Franz was I’m sure taught from a very young age to hate. He was groomed to be a SS officer and do the things that he was told. He could be cruel yes. He could be kind also. He learned that kindness was better. Love taught him that I’m sure. It’s very sad that these young people were groomed this way. Even today it happens. That is the sad part. Franz did things that he was sorry for. He paid a price. He also fell in love with Helena. A young lady who was suppose to die.
This is their story. It’s not all glam and shiny. It’s brutal. It’s sad. It’s filled with scenes that you will see. You will feel. You will cringe. You will most certainly weep. Hearing Helena’s story hurts. It breaks your heart. Also hearing what Franz has to say will break you. I felt very bad for him and just could not help it. I think there are good people at times forced to do bad things and this is certainly the case here. Though he did show that he cared. He had a conscience. He took no part in having people gassed. He saved a few and that is commendable in my opinion. I had relatives who were Polish and I’m sure back then they would have felt differently. Possibly.

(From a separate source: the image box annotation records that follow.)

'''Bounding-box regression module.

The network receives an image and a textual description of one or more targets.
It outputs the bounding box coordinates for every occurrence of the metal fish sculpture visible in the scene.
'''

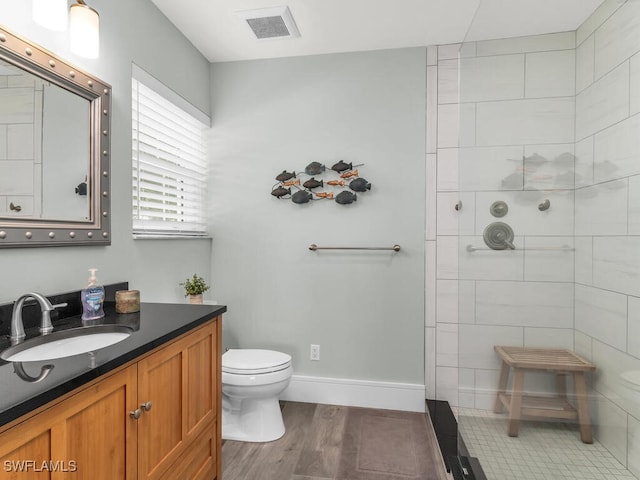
[276,170,296,182]
[291,190,313,203]
[304,162,327,175]
[302,177,324,190]
[331,160,353,173]
[336,190,358,205]
[315,192,333,198]
[271,187,291,198]
[349,178,371,192]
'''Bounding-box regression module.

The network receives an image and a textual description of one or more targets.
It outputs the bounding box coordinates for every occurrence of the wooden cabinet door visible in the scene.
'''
[138,322,218,480]
[0,365,137,480]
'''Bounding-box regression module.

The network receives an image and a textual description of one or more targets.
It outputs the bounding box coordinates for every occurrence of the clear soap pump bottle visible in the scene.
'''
[80,268,104,320]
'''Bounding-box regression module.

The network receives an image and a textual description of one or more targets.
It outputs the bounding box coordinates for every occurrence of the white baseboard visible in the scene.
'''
[280,375,425,412]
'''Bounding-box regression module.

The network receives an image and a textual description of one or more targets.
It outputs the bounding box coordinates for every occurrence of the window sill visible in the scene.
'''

This is a very heartfelt story. Well written and well researched. I have to say this author does a great job of writing historical fiction. She gives it her all. So much feeling went into this book. You will feel it too. The hatred. The pain. The screams. And yes possibly the love between a boy and a girl.
I had to put it down a few times and walk away to compose myself and so I could see the words. It’s very emotional. Especially towards the ending.
Thank you #NetGalley, #EllieMidwood, #Bookouture for this ARC. This is my own true feelings about this book.
5/5 stars and I do recommend it. Have plenty of tissues handy.